95. A method according to claim 86, wherein said peptide includes a contiguous amino acid sequence of a first protein selected from the group consisting of HTLV-2 GAG protein, West Nile virus polyprotein precursor, Measles virus matrix protein, human foamy virus GAG protein, hepatitis G virus polyprotein precursor, human parechovirus 2 polyprotein, and Semliki forest virus polyprotein, said contiguous amino acid sequence encompassing the P(T/S)AP motif of said first protein.

96. A method according to claim 86, wherein said peptide consists of from 8 to about 50 amino acids.

97. A method according to claim 86, wherein said peptide consists of from 10 to about 20 amino acids.
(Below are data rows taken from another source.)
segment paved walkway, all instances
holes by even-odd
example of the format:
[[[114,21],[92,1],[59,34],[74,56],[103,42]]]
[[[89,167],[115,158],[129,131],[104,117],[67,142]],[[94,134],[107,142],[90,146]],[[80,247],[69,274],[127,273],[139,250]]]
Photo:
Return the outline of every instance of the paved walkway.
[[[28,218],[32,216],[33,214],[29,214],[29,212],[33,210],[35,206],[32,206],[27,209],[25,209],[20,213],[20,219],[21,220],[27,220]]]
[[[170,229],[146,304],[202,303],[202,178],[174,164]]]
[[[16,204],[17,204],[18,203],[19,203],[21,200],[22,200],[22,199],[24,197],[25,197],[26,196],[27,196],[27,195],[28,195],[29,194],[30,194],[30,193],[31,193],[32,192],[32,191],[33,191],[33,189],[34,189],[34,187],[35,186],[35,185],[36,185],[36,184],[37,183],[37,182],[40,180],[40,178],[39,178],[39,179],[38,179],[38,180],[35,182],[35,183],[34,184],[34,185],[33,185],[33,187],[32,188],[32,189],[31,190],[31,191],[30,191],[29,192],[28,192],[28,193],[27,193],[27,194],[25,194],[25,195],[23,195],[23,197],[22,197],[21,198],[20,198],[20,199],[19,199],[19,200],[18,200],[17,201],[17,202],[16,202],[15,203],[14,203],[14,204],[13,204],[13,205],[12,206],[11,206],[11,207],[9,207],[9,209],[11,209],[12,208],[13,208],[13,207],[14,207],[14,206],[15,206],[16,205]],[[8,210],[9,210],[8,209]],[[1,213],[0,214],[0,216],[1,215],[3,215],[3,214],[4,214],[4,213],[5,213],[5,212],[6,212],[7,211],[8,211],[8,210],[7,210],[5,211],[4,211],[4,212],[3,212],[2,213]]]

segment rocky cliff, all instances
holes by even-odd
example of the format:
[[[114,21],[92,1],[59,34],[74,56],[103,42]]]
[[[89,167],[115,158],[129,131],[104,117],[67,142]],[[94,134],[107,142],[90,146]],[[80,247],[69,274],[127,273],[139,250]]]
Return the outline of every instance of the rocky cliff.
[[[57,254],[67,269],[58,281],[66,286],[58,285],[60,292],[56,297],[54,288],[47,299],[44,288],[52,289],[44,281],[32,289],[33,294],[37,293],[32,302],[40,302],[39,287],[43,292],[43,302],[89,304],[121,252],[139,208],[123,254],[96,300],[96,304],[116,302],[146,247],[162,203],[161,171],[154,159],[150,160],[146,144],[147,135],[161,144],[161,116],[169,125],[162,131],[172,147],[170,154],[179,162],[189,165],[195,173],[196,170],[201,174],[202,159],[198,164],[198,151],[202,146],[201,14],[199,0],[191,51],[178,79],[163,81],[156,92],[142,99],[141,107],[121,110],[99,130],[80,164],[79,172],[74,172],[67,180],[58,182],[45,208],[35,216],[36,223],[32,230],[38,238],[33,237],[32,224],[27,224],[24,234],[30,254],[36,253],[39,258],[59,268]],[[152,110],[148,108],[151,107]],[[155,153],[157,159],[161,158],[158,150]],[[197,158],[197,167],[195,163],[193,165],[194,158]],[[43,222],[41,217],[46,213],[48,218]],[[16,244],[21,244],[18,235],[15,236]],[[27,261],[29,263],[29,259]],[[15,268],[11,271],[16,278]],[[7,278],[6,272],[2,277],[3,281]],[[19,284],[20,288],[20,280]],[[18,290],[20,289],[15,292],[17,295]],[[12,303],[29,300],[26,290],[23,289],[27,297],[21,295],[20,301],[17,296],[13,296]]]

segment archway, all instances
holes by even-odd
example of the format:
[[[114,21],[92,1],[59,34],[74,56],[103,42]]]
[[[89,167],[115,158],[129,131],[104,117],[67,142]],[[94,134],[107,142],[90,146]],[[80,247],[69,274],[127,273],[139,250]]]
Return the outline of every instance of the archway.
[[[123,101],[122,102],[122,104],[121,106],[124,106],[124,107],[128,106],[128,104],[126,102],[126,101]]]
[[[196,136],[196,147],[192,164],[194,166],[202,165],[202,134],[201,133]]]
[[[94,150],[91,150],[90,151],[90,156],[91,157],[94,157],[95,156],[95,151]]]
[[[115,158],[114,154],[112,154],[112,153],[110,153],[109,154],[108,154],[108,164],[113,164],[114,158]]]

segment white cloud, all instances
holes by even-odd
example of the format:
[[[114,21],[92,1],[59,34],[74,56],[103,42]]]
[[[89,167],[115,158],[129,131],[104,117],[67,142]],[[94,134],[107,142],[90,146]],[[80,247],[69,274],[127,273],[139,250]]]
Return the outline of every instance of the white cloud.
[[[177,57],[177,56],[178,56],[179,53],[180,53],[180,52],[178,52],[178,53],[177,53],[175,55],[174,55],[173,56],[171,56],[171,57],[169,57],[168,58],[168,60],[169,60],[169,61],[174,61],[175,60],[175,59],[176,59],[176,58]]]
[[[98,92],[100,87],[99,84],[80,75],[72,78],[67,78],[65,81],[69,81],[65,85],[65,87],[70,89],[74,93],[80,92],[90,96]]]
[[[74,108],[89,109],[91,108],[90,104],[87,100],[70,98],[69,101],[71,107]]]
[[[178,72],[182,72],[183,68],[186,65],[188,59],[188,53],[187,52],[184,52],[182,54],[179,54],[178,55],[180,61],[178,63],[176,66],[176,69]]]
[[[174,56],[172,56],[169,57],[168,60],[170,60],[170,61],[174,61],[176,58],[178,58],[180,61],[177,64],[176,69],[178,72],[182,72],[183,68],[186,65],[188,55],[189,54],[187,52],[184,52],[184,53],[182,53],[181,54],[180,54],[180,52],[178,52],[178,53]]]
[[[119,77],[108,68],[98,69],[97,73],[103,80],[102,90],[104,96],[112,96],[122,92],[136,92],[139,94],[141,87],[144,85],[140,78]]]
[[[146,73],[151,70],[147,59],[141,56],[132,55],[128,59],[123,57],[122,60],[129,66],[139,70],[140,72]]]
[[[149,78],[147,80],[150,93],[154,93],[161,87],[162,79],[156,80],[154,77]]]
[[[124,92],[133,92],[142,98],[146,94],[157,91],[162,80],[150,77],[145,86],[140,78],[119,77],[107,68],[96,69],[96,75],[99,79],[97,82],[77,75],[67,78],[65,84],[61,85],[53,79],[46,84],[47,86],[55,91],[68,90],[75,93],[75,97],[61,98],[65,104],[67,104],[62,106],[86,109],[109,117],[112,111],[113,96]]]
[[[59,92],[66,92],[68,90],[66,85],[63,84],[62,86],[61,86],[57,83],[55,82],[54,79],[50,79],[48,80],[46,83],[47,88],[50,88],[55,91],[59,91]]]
98. A method for treating an infection caused by a virus, wherein the virus is a member of the group consisting of hepatitis B virus, human herpesvirus 1, and human herpesvirus 2, said method comprising: administering to a patient in need of such treatment a composition comprising a hybrid polypeptide, said hybrid polypeptide consists of a peptide covalently linked to a peptidic transporter that is capable of increasing the uptake of said peptide by a mammalian cell by at least 100%, and wherein said peptide consists of from about 8 to about 100 amino acid residues, comprises an amino acid sequence motif PX1X2P, and is capable of binding the UEV domain of Tsg101, wherein X1 and X2 are amino acids, and X2 is not R.

99. A method according to claim 98, wherein said peptide consists of from about 9 to about 20 amino acid residues.

100. A method according to claim 99, wherein said transporter that is capable of increasing the uptake of said peptide by a mammalian cell by at least 300%.

101. A method according to claim 98, wherein said transporter is selected from the group consisting of penetratins, l-Tat49-57, retro-inverso isomers of l-Tat49-57, L-arginine oligomers, L-lysine oligomers, L-histidine oligomers, fibroblast growth factor and fragments thereof, Galparan and fragments thereof, HSV-1 structural protein VP22 and fragments thereof, and peptides consisting of at least six contiguous amino acid residues that are L-arginine oligomers, L-lysine oligomers, L-histidine oligomers or a combination thereof.